We ran here, me and my little children. I was pregnant. Now it has been eight months. We are
living in the cold. It’s very cold here. We haven’t any blankets, or even food for the baby.

Life is hard here. It’s cold. We are scared of hunger. We are scared because we don’t have
blankets. We are scared of the winter … all of my children are sick.

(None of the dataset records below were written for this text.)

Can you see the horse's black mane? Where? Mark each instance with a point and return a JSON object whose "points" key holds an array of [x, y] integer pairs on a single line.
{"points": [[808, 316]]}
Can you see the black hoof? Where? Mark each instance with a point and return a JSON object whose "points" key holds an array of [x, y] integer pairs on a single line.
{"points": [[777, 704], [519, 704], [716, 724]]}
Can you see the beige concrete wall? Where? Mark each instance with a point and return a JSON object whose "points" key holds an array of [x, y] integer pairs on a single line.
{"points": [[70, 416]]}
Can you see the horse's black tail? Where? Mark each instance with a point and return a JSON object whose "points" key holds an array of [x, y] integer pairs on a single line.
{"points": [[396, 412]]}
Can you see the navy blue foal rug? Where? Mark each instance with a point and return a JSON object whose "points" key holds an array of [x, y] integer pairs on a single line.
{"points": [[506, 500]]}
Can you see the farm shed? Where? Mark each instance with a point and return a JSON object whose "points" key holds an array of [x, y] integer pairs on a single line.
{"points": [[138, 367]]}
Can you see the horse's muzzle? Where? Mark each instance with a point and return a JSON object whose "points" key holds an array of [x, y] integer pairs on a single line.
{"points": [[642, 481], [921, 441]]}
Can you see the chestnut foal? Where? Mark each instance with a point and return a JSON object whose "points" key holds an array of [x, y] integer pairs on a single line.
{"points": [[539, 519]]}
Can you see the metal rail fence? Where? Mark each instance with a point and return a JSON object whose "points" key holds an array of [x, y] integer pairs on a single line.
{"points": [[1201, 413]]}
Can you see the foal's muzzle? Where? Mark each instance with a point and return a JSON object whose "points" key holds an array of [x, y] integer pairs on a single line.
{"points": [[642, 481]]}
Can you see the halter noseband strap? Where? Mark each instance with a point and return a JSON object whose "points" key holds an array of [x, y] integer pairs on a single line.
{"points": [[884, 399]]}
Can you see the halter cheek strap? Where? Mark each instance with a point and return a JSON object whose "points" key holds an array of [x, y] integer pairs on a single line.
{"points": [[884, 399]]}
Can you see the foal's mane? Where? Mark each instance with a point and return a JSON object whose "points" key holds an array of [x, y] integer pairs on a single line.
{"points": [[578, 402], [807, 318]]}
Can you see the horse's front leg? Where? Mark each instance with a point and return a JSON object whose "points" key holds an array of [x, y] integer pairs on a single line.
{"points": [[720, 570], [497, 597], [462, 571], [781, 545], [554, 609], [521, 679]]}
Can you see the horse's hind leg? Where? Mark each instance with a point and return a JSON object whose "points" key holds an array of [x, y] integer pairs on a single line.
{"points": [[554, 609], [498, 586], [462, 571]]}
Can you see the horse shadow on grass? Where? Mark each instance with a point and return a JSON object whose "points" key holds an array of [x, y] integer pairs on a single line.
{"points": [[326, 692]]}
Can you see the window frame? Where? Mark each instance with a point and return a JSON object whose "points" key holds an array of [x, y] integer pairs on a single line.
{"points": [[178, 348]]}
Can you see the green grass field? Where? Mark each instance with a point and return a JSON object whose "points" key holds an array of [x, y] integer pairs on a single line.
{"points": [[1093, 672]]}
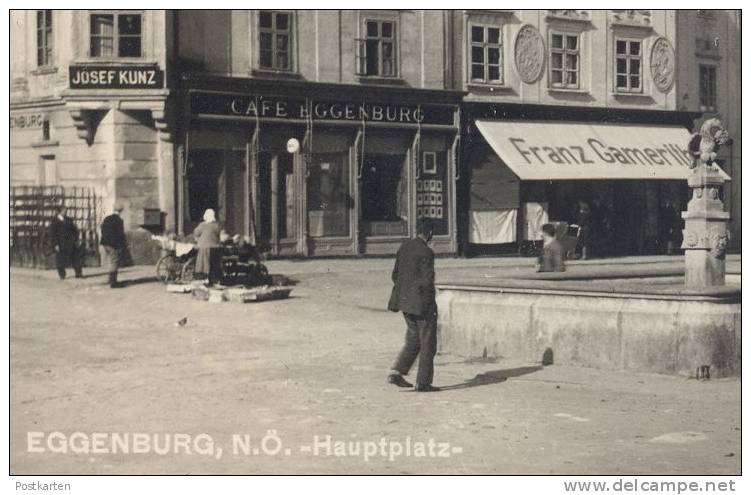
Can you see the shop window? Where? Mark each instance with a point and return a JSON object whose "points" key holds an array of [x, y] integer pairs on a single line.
{"points": [[329, 201], [432, 191], [115, 35], [44, 38], [428, 162], [564, 60], [486, 54], [707, 88], [376, 52], [628, 65], [275, 40]]}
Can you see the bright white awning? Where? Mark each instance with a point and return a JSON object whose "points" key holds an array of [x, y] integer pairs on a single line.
{"points": [[579, 150]]}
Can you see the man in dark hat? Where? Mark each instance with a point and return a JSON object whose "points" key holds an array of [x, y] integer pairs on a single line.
{"points": [[63, 235], [114, 243], [414, 296]]}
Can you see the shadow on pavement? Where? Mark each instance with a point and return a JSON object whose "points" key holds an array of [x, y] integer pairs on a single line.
{"points": [[491, 377], [139, 281]]}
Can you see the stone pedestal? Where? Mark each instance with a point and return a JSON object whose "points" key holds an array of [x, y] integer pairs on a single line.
{"points": [[705, 232]]}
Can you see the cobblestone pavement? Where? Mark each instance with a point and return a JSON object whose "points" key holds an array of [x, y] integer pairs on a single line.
{"points": [[310, 371]]}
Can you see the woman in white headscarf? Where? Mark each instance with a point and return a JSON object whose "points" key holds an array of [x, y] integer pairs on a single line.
{"points": [[207, 235]]}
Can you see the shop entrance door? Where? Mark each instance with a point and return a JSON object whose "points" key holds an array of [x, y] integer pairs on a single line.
{"points": [[384, 200], [216, 179], [276, 188]]}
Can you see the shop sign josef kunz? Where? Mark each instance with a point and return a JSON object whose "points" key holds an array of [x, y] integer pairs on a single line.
{"points": [[301, 109], [115, 77]]}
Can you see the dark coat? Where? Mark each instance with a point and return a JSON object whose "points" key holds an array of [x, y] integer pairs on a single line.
{"points": [[63, 234], [414, 279], [552, 258], [113, 232]]}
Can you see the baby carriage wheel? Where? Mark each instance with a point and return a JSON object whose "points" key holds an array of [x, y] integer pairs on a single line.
{"points": [[189, 268], [168, 268]]}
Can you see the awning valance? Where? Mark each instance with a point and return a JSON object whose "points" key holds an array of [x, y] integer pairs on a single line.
{"points": [[579, 150]]}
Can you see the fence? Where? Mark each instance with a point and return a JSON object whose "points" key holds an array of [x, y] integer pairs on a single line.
{"points": [[31, 210]]}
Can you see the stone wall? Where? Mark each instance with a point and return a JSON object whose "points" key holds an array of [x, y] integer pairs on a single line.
{"points": [[662, 334]]}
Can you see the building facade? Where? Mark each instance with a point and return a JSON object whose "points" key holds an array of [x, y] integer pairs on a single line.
{"points": [[709, 82], [330, 132], [318, 132], [569, 113], [88, 106]]}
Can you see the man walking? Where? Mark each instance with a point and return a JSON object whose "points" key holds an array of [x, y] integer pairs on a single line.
{"points": [[113, 241], [63, 235], [414, 295]]}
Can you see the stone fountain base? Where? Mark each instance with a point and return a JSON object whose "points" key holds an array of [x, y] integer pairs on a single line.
{"points": [[659, 329]]}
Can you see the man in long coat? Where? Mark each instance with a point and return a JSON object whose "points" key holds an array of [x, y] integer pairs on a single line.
{"points": [[114, 243], [63, 235], [414, 296]]}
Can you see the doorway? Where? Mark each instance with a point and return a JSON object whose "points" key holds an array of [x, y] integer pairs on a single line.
{"points": [[217, 179]]}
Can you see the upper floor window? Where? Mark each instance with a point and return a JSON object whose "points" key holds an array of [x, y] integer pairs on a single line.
{"points": [[115, 35], [486, 54], [628, 66], [707, 88], [44, 37], [275, 31], [564, 60], [376, 52]]}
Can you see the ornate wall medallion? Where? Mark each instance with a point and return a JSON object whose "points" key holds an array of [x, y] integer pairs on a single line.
{"points": [[529, 54], [662, 63]]}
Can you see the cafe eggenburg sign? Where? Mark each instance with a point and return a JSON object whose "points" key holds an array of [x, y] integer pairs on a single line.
{"points": [[263, 107], [115, 77]]}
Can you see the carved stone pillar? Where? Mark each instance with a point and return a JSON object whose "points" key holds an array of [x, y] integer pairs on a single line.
{"points": [[705, 232], [166, 168]]}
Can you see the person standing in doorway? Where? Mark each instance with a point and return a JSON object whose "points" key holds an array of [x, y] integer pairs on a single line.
{"points": [[584, 234], [414, 296], [209, 243], [114, 243], [551, 259], [63, 235]]}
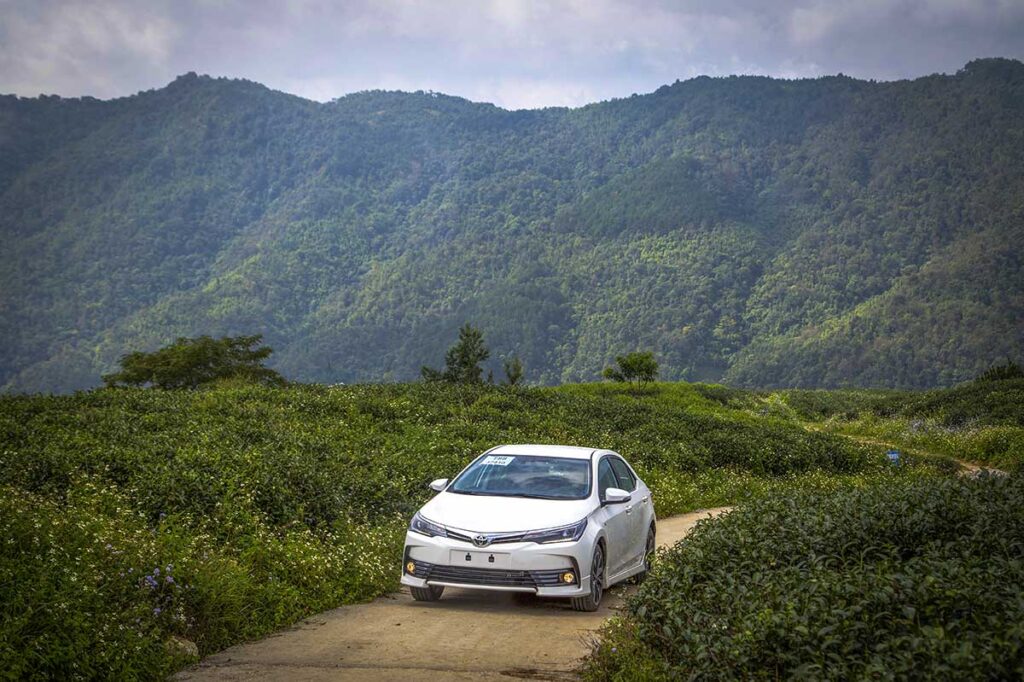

Looking down at baby Zahra in her arms, Nadia says, “This is my daughter. She’s sick. She’s five
months old and shouldn’t be in such a room. It’s very cold. There’s nothing to warm us. We
don’t have a heating system. We don’t have fire or gas.
If we want to heat something up, we
make a fire outside. If I want to wash the baby, we have to make a fire, heat the water outside
and then wash her.

“We weren’t like this in our country. It wasn’t our choice to leave. We are forced to live here.  It’s not our decision. We want to go back to our country as soon as possible, because our
circumstances were better there. We were happy and comfortable in our country. But we
were forced to come here. We were too scared. That is why we came here. We ran away
from bombing.”

But finding respite from the conflict has not ensured a safe existence for Nadia or her
children. With no income and next to no money, Nadia isn’t able to buy her children food,
milk, winter clothes or blankets to keep them warm and healthy. “I can’t buy them blankets
with my own money. I feel I am weak because I can’t offer anything for my daughter
. She’s five
months old – she doesn’t know anything. i’m the one who is supposed to offer her what she
needs. She’s only five months old, she’s still so young.”